The abnormality determination unit 66 holds the learned abnormality determination model, determines whether the motion of the person is abnormal using the learned abnormality determination model based on the feature information indicating the appearance feature, the motion feature, and the relational feature, and outputs a motion abnormality label indicating whether the motion of the person is abnormal.
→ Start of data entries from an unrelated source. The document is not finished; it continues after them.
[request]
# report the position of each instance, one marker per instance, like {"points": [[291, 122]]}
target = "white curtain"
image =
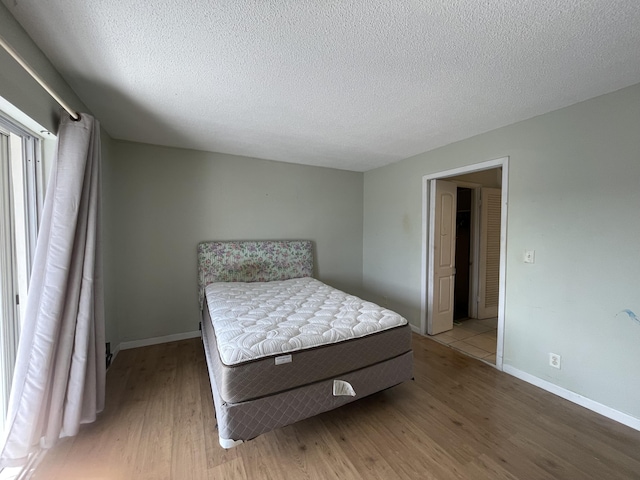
{"points": [[59, 379]]}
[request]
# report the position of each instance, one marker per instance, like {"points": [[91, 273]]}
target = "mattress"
{"points": [[242, 421], [271, 337]]}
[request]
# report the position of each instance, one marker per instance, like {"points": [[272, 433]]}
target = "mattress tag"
{"points": [[283, 359], [342, 388]]}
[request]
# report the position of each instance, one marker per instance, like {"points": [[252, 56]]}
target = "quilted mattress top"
{"points": [[261, 319]]}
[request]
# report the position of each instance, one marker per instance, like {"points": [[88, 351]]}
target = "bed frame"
{"points": [[268, 261]]}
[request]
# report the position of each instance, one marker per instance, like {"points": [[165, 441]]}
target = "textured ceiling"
{"points": [[346, 84]]}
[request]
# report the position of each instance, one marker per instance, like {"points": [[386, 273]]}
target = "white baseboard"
{"points": [[585, 402], [156, 340]]}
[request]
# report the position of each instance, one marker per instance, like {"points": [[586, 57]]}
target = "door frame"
{"points": [[427, 267]]}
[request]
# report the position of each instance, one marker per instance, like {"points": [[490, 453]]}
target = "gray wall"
{"points": [[18, 88], [574, 197], [167, 200]]}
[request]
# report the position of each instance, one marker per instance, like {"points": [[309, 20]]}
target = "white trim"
{"points": [[576, 398], [157, 340], [426, 268]]}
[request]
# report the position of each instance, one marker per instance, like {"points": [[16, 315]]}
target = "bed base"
{"points": [[239, 422]]}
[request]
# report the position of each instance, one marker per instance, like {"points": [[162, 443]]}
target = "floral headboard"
{"points": [[253, 261]]}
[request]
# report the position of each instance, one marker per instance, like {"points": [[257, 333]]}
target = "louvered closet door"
{"points": [[489, 267]]}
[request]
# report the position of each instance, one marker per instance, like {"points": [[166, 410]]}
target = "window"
{"points": [[21, 200]]}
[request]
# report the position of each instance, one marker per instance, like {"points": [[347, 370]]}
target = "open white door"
{"points": [[489, 265], [442, 256]]}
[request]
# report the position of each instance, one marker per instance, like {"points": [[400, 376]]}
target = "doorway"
{"points": [[462, 286], [464, 251]]}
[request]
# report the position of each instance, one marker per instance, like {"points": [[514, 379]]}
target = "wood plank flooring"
{"points": [[459, 419]]}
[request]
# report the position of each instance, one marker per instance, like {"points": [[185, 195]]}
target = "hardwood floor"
{"points": [[459, 419]]}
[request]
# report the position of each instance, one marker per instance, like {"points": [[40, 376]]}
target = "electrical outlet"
{"points": [[530, 256], [554, 360]]}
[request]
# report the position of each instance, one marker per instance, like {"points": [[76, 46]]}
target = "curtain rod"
{"points": [[16, 56]]}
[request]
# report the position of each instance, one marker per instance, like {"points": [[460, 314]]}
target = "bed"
{"points": [[282, 346]]}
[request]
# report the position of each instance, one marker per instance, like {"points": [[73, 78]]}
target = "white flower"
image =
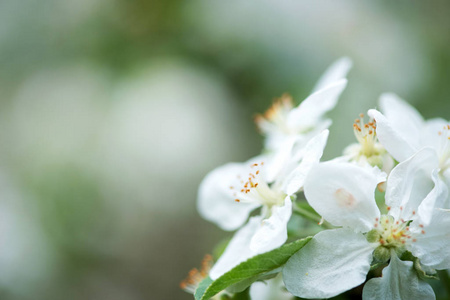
{"points": [[272, 289], [368, 152], [337, 260], [230, 193], [403, 132], [287, 128]]}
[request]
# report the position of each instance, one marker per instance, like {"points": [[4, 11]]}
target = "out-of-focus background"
{"points": [[111, 112]]}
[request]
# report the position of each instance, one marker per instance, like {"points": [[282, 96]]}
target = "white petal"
{"points": [[430, 134], [313, 151], [216, 202], [410, 182], [399, 282], [333, 262], [435, 199], [272, 289], [433, 245], [343, 194], [273, 231], [403, 117], [392, 139], [238, 250], [336, 71], [278, 160], [312, 109]]}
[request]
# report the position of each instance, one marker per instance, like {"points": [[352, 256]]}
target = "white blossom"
{"points": [[230, 193], [288, 128], [403, 132], [337, 260], [368, 152]]}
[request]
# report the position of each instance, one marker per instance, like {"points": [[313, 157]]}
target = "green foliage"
{"points": [[250, 270]]}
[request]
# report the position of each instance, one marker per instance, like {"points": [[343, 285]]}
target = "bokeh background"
{"points": [[112, 111]]}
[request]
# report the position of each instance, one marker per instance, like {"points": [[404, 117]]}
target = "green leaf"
{"points": [[253, 267], [204, 284]]}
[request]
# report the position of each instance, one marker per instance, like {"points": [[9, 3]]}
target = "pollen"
{"points": [[365, 133]]}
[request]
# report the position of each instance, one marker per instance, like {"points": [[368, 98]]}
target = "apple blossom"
{"points": [[337, 260], [230, 193]]}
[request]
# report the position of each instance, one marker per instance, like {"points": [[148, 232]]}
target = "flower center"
{"points": [[275, 118], [366, 136], [255, 189], [392, 233]]}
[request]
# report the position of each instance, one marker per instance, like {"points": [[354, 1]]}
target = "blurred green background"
{"points": [[111, 112]]}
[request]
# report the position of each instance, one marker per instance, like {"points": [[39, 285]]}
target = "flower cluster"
{"points": [[384, 204]]}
Here, the motion abnormality label is a binary label, and in the present embodiment, in a case where the motion abnormality label is 1, it indicates that the motion is abnormal, and in a case where the motion abnormality label is 0, it indicates that the motion is normal.

Operation of Learning Device According to Present Embodiment

Next, an operation of the learning device 10 according to the present embodiment will be described.
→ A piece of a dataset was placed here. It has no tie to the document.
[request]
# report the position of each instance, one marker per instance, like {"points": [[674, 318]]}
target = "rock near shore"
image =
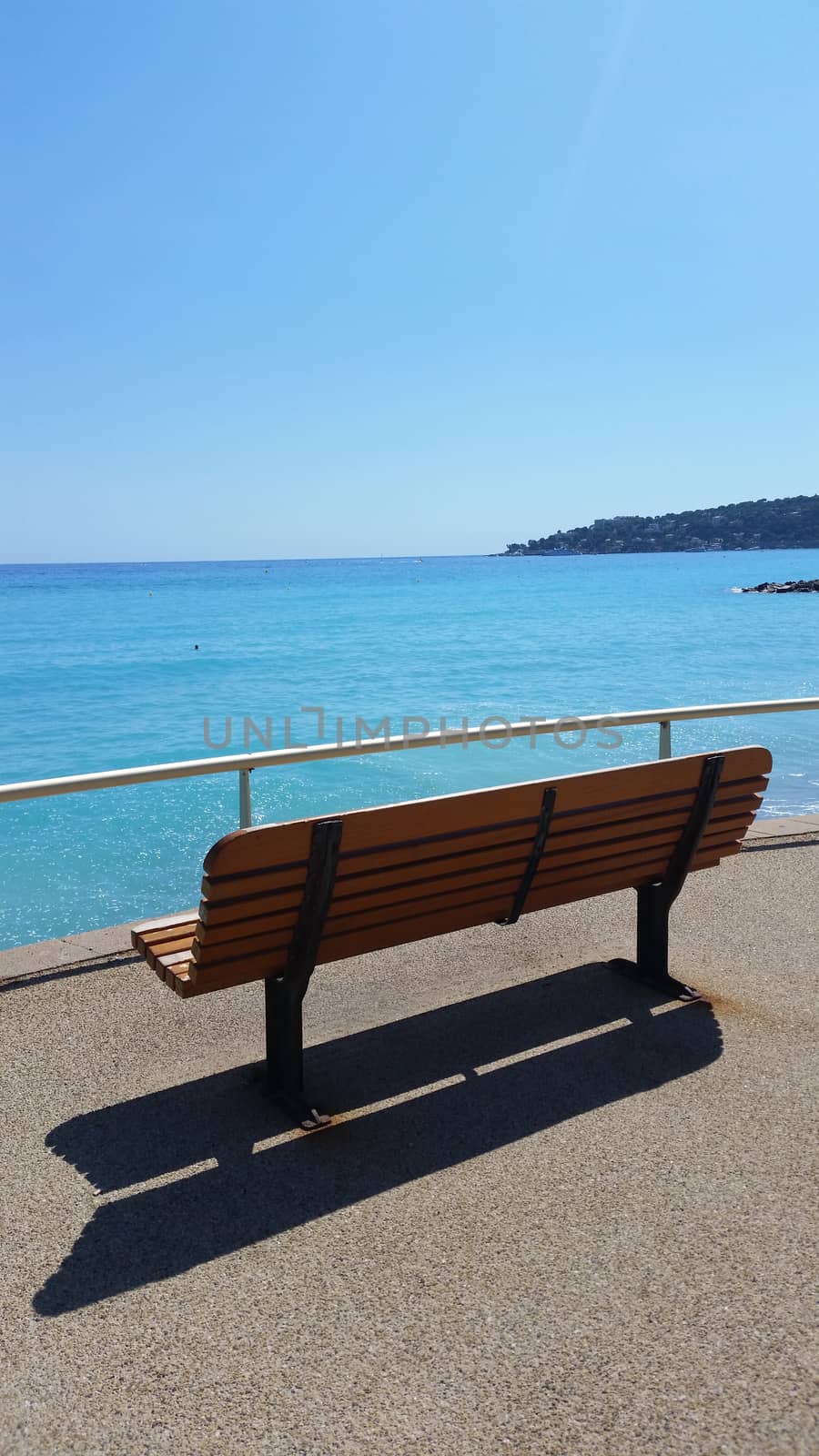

FIG. 4 is a flowchart showing a flow of learning processing by the learning device 10. Learning processing is performed by the CPU 11 reading a learning program from the ROM 12 or the storage 14, developing the learning program in the RAM 13, and executing the learning program. Furthermore, a plurality of pieces of video data for learning is input to the learning device 10 and stored in the learning video database 20.

In step S100, the CPU 11 inputs the learning video data segment group stored in the learning video database 20 to the object detection learning unit 22.
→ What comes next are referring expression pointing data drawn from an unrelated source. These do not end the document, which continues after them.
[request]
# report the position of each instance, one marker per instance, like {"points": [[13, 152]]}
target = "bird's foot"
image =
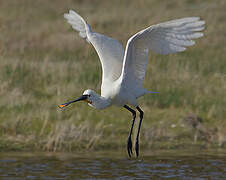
{"points": [[137, 147], [129, 146]]}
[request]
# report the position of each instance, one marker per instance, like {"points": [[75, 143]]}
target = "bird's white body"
{"points": [[123, 72]]}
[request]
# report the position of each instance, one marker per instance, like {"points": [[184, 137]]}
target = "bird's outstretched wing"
{"points": [[165, 38], [109, 50]]}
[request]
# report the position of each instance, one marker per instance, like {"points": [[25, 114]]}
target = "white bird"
{"points": [[123, 72]]}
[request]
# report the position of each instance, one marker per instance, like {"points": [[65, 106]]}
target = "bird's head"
{"points": [[89, 96]]}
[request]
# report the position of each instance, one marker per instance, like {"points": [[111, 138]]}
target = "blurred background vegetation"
{"points": [[45, 63]]}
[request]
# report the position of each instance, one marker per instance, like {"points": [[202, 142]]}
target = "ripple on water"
{"points": [[101, 166]]}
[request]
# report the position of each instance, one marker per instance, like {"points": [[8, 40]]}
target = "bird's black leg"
{"points": [[129, 142], [138, 133]]}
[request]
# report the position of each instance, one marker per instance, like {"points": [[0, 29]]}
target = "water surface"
{"points": [[111, 165]]}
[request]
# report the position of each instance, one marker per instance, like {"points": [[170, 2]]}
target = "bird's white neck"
{"points": [[100, 102]]}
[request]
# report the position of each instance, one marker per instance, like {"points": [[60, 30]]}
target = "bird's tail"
{"points": [[78, 23]]}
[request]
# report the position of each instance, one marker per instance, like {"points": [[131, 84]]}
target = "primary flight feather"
{"points": [[123, 72]]}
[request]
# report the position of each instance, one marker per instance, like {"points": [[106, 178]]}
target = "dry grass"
{"points": [[44, 63]]}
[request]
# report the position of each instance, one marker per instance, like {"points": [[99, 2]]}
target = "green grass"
{"points": [[45, 63]]}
In step S102, as the object detection learning unit 22, the CPU 11 learns the object detection model by using the object type and the training data indicating the object region based on the learning video data segment group. Here, the object region is bounding box information.

In step S104, the CPU 11 outputs the learned object detection model to the feature extraction unit 26 as the object detection learning unit 22.

In step S106, the CPU 11 inputs the learning video data segment group stored in the learning video database 20 to the person motion learning unit 24.

In step S108, as the person motion learning unit 24, the CPU 11 learns the motion recognition model using the training data indicating the motion type based on the learning video data segment group. Here, the motion type of the training data includes a motion of a person such as walking or running.

In step S110, the CPU 11 outputs the learned motion recognition model to the feature extraction unit 26 as the person motion learning unit 24.

Note that the processing of steps S100 to S104 and the processing of steps S106 to S110 may be performed in parallel. Furthermore, in a case where a model learned in advance with a large-scale open data set is used as the motion recognition model, the processing of steps S106 to S110 may be omitted.

In step S112, the CPU 11 inputs the learning video segment group, the learned object detection model, and the learned motion recognition model to the feature extraction unit 26.

In step S114, as the feature extraction unit 26, the CPU 11 extracts the appearance feature, the motion feature, and the relational feature for each of the learning video segments to generate learning feature information, and outputs the learning feature information to the abnormality determination model learning unit 28.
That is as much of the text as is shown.